On January 9, 2008, Hampton Roads Bankshares and Shore Financial Corporation ("Shore Financial") announced a definitive agreement, under which Shore Financial will be merged with and into Hampton Roads Bankshares. Hampton Roads Bankshares will file with the Securities and Exchange Commission (the "SEC") a registration statement on Form S-4 to register the shares of its common stock to be issued to the shareholders of Shore Financial in connection with the proposed transaction. The registration statement will include a joint proxy statement/prospectus that will be sent to the shareholders of Hampton Roads Bankshares and Shore Financial seeking their approval of the proposed merger. The joint proxy statement/prospectus will contain important information about Hampton Roads Bankshares, Shore Financial, and the merger and about the persons soliciting proxies from shareholders of Hampton Roads Bankshares and Shore Financial in the merger, including the executive officers and directors of each of Hampton Roads Bankshares and Shore Financial, and their respective interests in the merger, such as their stock ownership in Hampton Roads Bankshares and Shore Financial.

Additional information about Hampton Roads Bankshares' directors and executive officers is included in Hampton Roads Bankshares' Annual Report on Form 10-K for the year ended December 31, 2006, which was filed with the SEC and is available on Hampton Roads Bankshares' website at www.bankofhamptonroads.com and at the Hampton Roads Bankshares address provided below. Additional information about Shore Financial's directors and executive officers is included in Shore Financial's Annual Report on Form 10-K for the year ended December 31, 2006, which was filed with the SEC and is available on Shore Financial's website at www.shorebank.com and at the Shore Financial address provided below.

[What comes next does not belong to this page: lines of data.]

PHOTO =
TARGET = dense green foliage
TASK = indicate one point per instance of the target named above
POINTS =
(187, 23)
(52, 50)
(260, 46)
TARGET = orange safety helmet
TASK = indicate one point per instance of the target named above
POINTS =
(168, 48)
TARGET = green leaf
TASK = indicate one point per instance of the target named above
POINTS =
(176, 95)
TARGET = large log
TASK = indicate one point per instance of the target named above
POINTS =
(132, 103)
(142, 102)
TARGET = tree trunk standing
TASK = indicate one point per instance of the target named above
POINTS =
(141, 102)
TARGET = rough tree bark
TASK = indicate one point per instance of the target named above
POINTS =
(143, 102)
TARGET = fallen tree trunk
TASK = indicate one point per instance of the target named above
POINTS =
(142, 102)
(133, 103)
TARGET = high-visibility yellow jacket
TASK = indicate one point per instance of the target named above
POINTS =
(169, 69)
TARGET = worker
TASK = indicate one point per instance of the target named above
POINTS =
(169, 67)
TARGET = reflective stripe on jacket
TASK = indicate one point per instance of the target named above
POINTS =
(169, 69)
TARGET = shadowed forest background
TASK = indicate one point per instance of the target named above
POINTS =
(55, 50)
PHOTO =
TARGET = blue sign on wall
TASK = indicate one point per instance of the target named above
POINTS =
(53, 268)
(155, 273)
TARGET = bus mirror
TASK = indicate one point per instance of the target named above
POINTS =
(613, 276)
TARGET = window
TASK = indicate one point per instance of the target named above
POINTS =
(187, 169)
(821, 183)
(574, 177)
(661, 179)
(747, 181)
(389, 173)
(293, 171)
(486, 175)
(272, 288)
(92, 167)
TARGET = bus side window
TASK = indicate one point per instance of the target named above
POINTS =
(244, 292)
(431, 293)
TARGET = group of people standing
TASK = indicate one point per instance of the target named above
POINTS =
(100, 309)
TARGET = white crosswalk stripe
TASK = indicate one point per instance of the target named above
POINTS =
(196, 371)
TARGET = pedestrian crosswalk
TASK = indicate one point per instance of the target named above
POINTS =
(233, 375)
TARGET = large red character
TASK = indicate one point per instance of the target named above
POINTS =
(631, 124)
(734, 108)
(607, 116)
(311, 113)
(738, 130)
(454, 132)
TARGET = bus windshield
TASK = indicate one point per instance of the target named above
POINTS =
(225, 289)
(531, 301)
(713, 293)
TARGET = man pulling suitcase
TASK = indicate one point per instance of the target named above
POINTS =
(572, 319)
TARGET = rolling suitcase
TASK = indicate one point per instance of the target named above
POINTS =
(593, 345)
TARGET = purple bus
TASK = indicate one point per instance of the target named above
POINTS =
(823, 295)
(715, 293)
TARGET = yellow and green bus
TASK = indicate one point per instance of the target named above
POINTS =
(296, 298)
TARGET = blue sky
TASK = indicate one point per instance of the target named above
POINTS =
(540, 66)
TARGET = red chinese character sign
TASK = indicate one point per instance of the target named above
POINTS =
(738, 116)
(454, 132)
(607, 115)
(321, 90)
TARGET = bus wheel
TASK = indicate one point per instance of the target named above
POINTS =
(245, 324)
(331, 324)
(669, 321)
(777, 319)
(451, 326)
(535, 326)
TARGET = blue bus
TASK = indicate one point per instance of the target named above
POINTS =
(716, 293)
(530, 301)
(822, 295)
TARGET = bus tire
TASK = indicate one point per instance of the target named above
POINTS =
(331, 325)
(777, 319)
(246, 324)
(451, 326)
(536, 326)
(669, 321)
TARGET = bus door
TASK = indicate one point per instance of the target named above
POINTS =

Investors and shareholders of Hampton Roads Bank and Shore Financial are urged to read the registration statement on Form S-4 and the joint proxy statement/prospectus included in the registration statement on Form S-4, and any other relevant documents to be filed with the SEC in connection with the proposed transaction, because they will contain important information about Hampton Roads Bankshares, Shore Financial, and the proposed transaction.

Investors and shareholders may obtain free copies of the joint proxy statement/prospectus and other documents related to the merger, once they are filed with the SEC, through the SEC's website at www.sec.gov. Free copies of the joint proxy statement/prospectus and other relevant documents also may be obtained by directing a request by telephone or mail to the following:



  Hampton Roads Bankshares, Inc.      Shore Financial Corporation
  999 Waterside Drive, Suite 200        25020 Shore Parkway
    Norfolk, VA  23510                  Onley, Virginia 23418
  Attention: Jack W. Gibson           Attention: Scott C. Harvard
 Telephone Number: (757) 217-1000    Telephone Number: (757) 787-1335

Certain statements in this report may constitute "forward-looking statements" within the meaning of the Private Securities Litigation Reform Act of 1995. Forward-looking statements are statements that include projections, predictions, expectations, or beliefs about events or results or otherwise are not statements of historical facts. Although the Company believes that its expectations with respect to certain forward-looking statements are based upon reasonable assumptions within the bounds of its existing knowledge of its business and operations, there can be no assurance that actual results, performance or achievements of the Company will not differ materially from any future results, performance or achievements expressed or implied by such forward-looking statements. Actual future results and trends may differ materially from historical results or those anticipated depending on a variety of factors. For an explanation of the risks and uncertainties associated with forward-looking statements, please refer to the Company's Annual Report on Form 10-K for the year ended December 31, 2006, and other reports filed and furnished to the Securities and Exchange Commission. The Company undertakes no obligation to update any forward-looking statements made in this press release and this release shall not constitute an offer to sell or the solicitation of an offer to buy securities in any jurisdiction in which such solicitation would be unlawful.